Changeable spring weather is messing with streamflows in the Yampa Valley
Eugene Buchanan
Steamboat Springs — The on-again, off-again spring of 2016 is messing with spring runoff.
A federal hydrologist working for the Colorado Basin River Forecast Center (CBRFC) in Salt Lake City said Thursday the Yampa River had likely peaked for the season May 18 at more than 16,000 cubic feet per second (CFS) at Deerlodge Park in Moffat County, where the river enters Dinosaur National Monument. But it’s a different story upstream, where the Yampa flows beneath the Fifth Street Bridge in Steamboat Springs.
“I don’t think the Yampa has peaked in Steamboat,” senior hydrologist Ashley Nielson said May 19. “The peak may not be much higher than it is right now (2,450 cfs at 4:45 p.m.),” but her computer models suggest the snowpack that feeds the upper Yampa still has some punch in it.
“When we get in these springs with warm periods, then cool weather, and then rain, sometimes we don’t get a pronounced peak, but we get a period of higher flows,” Nielson said.
It was heavy rain in the Little Snake River Drainage that fed the peak flows at Deerlodge, she added.
The Natural Resources Conservation Service reports the snowpack in the combined Yampa/White Basin is 142 percent of median for the date. The snowpack on Rabbit Ears Pass on May 18 was 152 percent of median, and for the first time all “winter” the snowpack on Buffalo Pass had topped 100 percent of median for this time of year.
Based on mid-range weather forecasts, the CBRFC projects the Yampa will begin to climb toward 3,100 cfs Friday and Saturday before another stretch of cool weather drops flows back to the range of 2,400 cfs beginning May 23. They are expected to bounce around at that level until May 28.
Steamboat meteorologist Mike Weissbluth predicted May 18 that the first of two cold fronts would reach the Yampa Valley Sunday afternoon, followed by more cool air from western Canada beginning May 23.

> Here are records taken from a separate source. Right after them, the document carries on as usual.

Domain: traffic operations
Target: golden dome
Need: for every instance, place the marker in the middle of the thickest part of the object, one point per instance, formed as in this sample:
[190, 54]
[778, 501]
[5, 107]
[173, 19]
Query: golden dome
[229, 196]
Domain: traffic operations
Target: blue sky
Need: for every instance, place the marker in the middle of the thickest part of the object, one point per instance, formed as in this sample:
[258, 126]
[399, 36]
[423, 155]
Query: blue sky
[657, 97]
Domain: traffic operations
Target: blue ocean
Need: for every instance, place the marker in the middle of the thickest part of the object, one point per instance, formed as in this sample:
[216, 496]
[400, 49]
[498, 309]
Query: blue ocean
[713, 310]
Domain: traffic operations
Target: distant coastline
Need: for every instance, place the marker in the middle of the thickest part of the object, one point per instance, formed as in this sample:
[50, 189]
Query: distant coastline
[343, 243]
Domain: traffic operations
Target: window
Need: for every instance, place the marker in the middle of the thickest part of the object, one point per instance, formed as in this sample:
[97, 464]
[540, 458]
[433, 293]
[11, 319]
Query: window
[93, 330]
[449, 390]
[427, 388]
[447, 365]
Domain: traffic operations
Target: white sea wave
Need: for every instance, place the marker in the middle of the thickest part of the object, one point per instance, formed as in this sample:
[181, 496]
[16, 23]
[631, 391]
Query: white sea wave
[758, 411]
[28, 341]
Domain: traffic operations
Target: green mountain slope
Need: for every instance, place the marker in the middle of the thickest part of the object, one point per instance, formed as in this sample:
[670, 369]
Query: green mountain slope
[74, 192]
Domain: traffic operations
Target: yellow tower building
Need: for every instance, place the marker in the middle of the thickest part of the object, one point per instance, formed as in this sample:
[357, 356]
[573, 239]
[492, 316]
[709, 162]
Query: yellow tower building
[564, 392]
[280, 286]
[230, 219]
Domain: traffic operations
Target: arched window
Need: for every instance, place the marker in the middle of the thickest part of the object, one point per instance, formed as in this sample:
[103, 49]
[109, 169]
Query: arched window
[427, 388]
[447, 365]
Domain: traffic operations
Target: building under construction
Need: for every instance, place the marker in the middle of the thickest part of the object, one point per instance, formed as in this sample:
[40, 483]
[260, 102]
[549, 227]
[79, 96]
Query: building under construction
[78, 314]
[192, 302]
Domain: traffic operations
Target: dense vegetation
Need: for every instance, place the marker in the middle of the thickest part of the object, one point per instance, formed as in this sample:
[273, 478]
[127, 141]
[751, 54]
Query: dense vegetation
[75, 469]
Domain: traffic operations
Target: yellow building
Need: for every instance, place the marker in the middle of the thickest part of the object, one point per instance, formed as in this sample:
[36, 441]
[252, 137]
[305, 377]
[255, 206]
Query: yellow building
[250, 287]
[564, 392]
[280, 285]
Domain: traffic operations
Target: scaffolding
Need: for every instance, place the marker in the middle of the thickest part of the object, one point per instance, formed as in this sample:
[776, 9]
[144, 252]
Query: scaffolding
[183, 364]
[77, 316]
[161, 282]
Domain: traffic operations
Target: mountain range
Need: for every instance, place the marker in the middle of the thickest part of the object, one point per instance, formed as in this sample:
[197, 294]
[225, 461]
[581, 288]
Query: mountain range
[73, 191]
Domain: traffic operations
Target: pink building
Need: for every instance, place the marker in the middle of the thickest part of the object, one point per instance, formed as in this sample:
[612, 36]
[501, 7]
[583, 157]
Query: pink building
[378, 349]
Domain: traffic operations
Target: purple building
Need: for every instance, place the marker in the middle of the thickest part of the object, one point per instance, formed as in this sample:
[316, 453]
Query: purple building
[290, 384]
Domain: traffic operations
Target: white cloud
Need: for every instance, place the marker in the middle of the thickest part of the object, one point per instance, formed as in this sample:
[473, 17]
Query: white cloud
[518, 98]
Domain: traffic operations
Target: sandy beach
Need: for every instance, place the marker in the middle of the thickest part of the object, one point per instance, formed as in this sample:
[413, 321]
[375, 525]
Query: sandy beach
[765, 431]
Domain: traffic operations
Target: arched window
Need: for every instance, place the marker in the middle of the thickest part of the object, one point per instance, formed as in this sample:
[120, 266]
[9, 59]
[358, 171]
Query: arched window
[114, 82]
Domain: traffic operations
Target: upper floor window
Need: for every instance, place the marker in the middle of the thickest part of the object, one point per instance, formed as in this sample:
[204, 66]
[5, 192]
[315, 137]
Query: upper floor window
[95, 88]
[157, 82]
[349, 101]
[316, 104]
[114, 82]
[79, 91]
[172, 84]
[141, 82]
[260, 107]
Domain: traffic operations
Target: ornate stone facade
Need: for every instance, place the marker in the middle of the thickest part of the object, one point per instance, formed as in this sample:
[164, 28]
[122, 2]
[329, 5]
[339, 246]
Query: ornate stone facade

The National Weather Service confirms that, after a predicted high temperature of 71 degrees in Steamboat Saturday, overnight lows in the 30s through May 25 are apt to put the brakes on river flows here. And above-average snowpack in the mountains around Steamboat raises the possibility the river may not peak here until early June. By May 7, 2015, the Yampa had already peaked for the year at 3,550 cfs. In 2014, the river peaked at 4,850 cfs May 29.
The CBRFC reported Thursday that the Yampa at Deerlodge Park was flowing over its banks. And the U.S. Geological Survey reports that river flows there reached 16,200 cfs at 1:15 a.m. May 18.
The desert stretch of the river in Dinosaur will also be under the influence of a cool spell in the coming week. Nielson’s agency expects it to drop to 10,500 cfs next week.
“I think the river at Deerlodge will come back up again after that decrease,” she said.